The word ‘ignorant’ has got itself a bad name. It has come to be used to describe a person who is rude, who lacks manners, who is uncouth, who does not, in other words, know how to behave. But originally the word merely conveyed a ‘not knowing’, an unawareness, as in the phrase ‘ignorance of the law is no excuse’. And there is a lot to be said for an ignorant, in the latter sense, therapist or coach and Solution focused workers are particularly good at being ignorant! So what is it that our ignorant Solution Focused coach or therapist doesn’t know? What are our ‘known unknowns’?
Well first of all we have no idea of what our client should want. Solution Focused Brief Therapy is after all a non-normative approach and so we have no way of knowing what is either right for people or good for them. We cannot know how the client should live his or her own life, except perhaps when safety is at stake. We will never make a distinction between what the client ‘wants’ and what we believe that the client, ‘needs’, thereby typically relegating the client’s knowing to second-class knowing, as many other therapists appear to do. Of course the up-side to your therapist ‘not knowing’ is that he or she will have to pay careful attention to what you want, your ‘best hopes’ from the talking, rather than encouraging you in the direction of what the therapist believes to be ‘right’ for you. This means that the client, and the client’s thinking, will be right at the centre of the work and that the therapist will be ‘serving’ you rather than ‘treating’ you. I always like to describe clients as those people we are working ‘for’, rather than the people that we are working ‘on’; our clients are our employers and few employees would risk disregarding their employers’ ‘best hopes’ for the organisation’s future and pursuing their own views irrespective.
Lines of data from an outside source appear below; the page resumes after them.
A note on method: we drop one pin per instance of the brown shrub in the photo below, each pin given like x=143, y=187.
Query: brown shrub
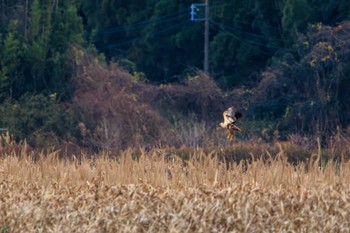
x=114, y=110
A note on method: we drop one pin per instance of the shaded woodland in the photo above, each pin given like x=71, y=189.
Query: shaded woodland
x=113, y=74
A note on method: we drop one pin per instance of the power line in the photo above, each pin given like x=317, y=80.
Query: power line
x=142, y=38
x=161, y=19
x=224, y=29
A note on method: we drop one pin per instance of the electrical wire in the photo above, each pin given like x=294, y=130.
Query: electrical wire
x=143, y=38
x=224, y=29
x=161, y=19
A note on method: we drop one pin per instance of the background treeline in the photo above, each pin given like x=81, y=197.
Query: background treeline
x=285, y=63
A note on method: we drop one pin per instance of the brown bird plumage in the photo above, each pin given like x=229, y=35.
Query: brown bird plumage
x=230, y=119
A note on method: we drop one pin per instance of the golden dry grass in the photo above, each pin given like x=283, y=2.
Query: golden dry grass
x=157, y=193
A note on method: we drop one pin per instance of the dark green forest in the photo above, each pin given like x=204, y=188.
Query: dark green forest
x=112, y=74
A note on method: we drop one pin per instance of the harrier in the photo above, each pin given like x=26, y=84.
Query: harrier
x=230, y=119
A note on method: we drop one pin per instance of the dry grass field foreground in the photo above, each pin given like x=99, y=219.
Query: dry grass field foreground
x=157, y=193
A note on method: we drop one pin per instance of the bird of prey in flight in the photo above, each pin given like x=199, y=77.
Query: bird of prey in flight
x=230, y=118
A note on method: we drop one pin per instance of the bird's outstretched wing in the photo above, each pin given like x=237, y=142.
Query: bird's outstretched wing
x=232, y=113
x=230, y=118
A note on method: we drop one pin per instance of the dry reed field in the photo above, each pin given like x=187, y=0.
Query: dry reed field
x=158, y=193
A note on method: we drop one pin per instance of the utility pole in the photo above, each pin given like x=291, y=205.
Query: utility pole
x=195, y=8
x=206, y=38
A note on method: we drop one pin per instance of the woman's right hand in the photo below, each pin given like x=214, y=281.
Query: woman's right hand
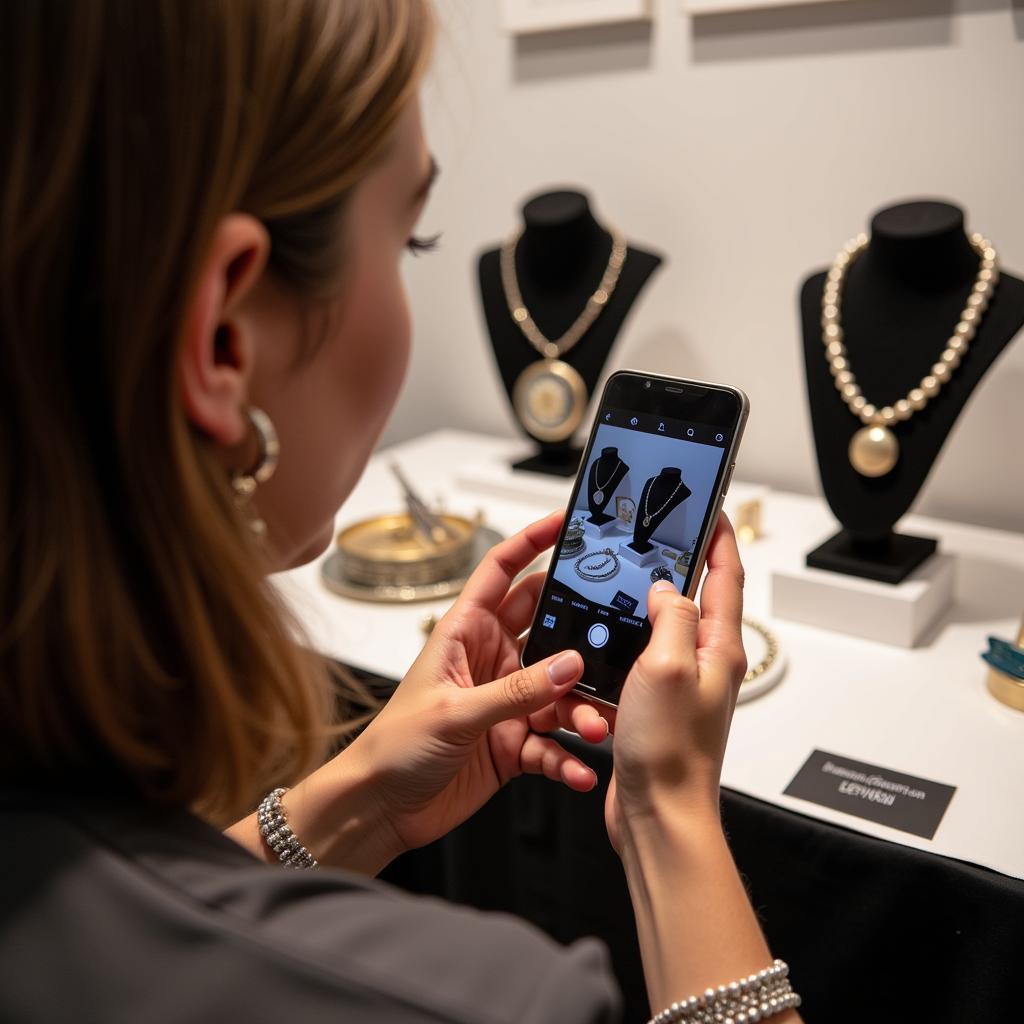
x=677, y=704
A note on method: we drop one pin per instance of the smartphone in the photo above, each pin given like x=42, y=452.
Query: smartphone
x=644, y=505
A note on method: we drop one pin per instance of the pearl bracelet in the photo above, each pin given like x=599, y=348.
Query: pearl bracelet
x=745, y=1001
x=273, y=827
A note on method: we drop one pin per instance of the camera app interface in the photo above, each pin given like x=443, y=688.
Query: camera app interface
x=637, y=517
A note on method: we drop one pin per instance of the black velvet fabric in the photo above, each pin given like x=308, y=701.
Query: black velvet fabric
x=872, y=931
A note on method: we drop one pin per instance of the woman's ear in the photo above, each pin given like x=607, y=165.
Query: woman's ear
x=216, y=355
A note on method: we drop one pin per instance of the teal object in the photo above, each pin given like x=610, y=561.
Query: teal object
x=1006, y=656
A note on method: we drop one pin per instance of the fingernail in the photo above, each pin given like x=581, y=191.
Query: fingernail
x=564, y=669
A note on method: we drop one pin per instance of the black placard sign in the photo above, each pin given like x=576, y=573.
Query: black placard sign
x=890, y=798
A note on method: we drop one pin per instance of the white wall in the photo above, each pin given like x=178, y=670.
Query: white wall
x=745, y=147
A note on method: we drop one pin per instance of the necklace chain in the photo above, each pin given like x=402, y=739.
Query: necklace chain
x=647, y=516
x=553, y=349
x=942, y=371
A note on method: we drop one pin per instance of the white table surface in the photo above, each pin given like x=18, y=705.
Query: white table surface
x=924, y=712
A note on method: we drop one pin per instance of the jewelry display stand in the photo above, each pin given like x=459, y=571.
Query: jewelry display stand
x=660, y=496
x=895, y=613
x=598, y=530
x=560, y=258
x=902, y=297
x=606, y=474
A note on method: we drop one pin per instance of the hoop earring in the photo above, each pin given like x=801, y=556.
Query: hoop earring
x=244, y=482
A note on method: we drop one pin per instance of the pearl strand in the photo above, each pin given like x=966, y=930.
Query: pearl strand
x=745, y=1001
x=952, y=354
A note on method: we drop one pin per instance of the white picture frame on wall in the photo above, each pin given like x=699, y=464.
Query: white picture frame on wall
x=520, y=16
x=724, y=6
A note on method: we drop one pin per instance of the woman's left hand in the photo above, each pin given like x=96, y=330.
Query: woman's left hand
x=465, y=720
x=459, y=726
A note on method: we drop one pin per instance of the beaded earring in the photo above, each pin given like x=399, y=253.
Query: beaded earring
x=244, y=482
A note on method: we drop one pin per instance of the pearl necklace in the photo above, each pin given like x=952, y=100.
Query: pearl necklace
x=597, y=571
x=599, y=494
x=597, y=301
x=873, y=449
x=647, y=516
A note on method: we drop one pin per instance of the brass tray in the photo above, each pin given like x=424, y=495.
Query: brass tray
x=388, y=550
x=335, y=572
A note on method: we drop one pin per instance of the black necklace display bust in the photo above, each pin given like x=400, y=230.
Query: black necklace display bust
x=606, y=472
x=901, y=300
x=662, y=495
x=560, y=258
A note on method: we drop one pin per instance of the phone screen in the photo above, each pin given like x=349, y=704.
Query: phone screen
x=641, y=510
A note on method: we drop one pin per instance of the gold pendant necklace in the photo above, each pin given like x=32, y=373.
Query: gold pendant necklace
x=875, y=449
x=550, y=396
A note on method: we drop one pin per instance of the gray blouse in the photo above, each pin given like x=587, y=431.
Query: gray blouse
x=114, y=910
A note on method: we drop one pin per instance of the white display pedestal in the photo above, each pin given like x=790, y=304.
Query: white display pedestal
x=898, y=614
x=648, y=558
x=599, y=531
x=924, y=711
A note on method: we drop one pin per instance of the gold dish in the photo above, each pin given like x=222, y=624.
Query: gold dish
x=390, y=551
x=384, y=560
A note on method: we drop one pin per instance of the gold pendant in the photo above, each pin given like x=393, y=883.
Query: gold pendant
x=873, y=451
x=550, y=398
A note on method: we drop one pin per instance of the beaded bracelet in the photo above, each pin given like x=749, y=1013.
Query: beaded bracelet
x=744, y=1001
x=273, y=827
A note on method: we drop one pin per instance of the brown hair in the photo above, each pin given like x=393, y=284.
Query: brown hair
x=138, y=634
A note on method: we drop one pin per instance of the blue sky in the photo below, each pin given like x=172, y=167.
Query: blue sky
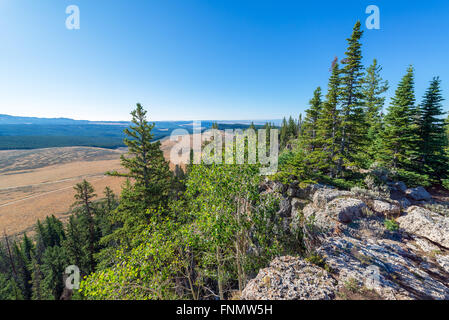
x=198, y=59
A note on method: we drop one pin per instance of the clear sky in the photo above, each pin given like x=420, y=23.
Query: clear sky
x=202, y=59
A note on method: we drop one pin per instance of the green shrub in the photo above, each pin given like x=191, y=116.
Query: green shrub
x=391, y=225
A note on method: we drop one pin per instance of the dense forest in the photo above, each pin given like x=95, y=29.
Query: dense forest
x=202, y=232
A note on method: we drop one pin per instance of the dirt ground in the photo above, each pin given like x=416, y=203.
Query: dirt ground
x=38, y=183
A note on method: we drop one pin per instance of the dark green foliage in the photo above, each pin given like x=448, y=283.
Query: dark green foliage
x=373, y=89
x=400, y=137
x=432, y=133
x=353, y=126
x=310, y=125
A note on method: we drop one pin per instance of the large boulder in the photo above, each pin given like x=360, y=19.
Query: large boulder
x=386, y=208
x=291, y=278
x=323, y=196
x=418, y=194
x=426, y=224
x=345, y=210
x=388, y=267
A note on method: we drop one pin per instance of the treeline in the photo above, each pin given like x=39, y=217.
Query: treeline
x=201, y=232
x=197, y=233
x=39, y=142
x=346, y=132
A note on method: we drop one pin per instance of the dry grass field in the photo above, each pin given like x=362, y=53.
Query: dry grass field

So what else does the SF therapist or coach not know? Well not only do we not know how the client’s life should be but in addition we have no idea of the ‘right way’ for the client to make the changes described by the client in their preferred future picture. And the advantage to the client? If the worker has no view on the ‘best way’ forward then the worker will have to be paying hugely careful attention to discovering the client’s own best way of moving in the preferred direction and this will involve the worker in inviting the client to focus on all the instances, those elements of the preferred future already in place, and the exceptions, the times when the problem does not happen. Hidden within these instances and exceptions are valuable clues to the client as to their own best way of moving their life forward, clues that can be brought to light with the simple use of the question ‘how did you do that’. As the worker invites the client to notice these instances and exceptions and invites the client to become curious about these moments, clients will clarify their own ‘best way’ of constructing the preferred future and the more that that future is constructed in the client’s own best way the more sustainable that future is likely to be.
What else? Well if the Solution Focused worker does not know the best way forward then neither can that worker know what the client should be doing between sessions in order to bring about change, and so the worker will be prescribing no tasks or homework; there will be no action plans. But what is the advantage to clients of a worker who is not telling them what to do, or at the very least agreeing with them what they have agreed to do before the next session? What could possibly be the benefit of that? Well the complication for clients when tasks or homework or action plans are agreed occurs when the client doesn’t do what was agreed or prescribed. Sometimes in all good faith life gets in the way, or the client’s priorities change, or what seemed like a good idea when sitting with the worker no longer seems like a good idea in the clearer light of the client’s everyday life and so the client does not do what was agreed. But if the worker is one of those workers who believes that the client should do what was agreed then the client’s change of mind or priority can lead that worker into critical assumptions about the client, ideas like ‘this client is not motivated, or this client is resistant or this client likes having these problems, ‘secondary gain’, and does not want to change. And once the worker is thinking these thoughts then they are likely to get in the way of the therapeutic process and the likelihood of change diminishes. So clients may well be better off with an ‘ignorant’ Solution Focused worker who has no view on what the client should do between sessions, beyond the mildest of suggestions or perhaps benevolent warnings ‘if you decide to come back the first question that I will ask will be ‘what’s been better’, so if you start watching out now it might make your next session easier for you’. And whatever the client does is assumed to be the best that that client can do and so there is no way for the client to get into trouble with a worker who does not know what clients should be doing between sessions.
So if the Solution Focused worker does not know anything about the client’s life and what shape it should take, does not know anything about the client’s best way towards that life and does not know what the client should do between sessions what does the Solution Focused worker know? And the Solution Focused worker in my view knows about two things and they are hugely important. The SF worker knows how to create a context within which clients are likely to be able to do the work that they need to do and we know how to talk with clients in such a way that clients are likely to make the changes that they want. We are ‘expert conversationalists’. We are wilfully ignorant about the content of the client’s life but we are experts on the change process. And becoming as truly ignorant as we wish to be is not easy – it takes practice, it takes commitment, it takes huge commitment.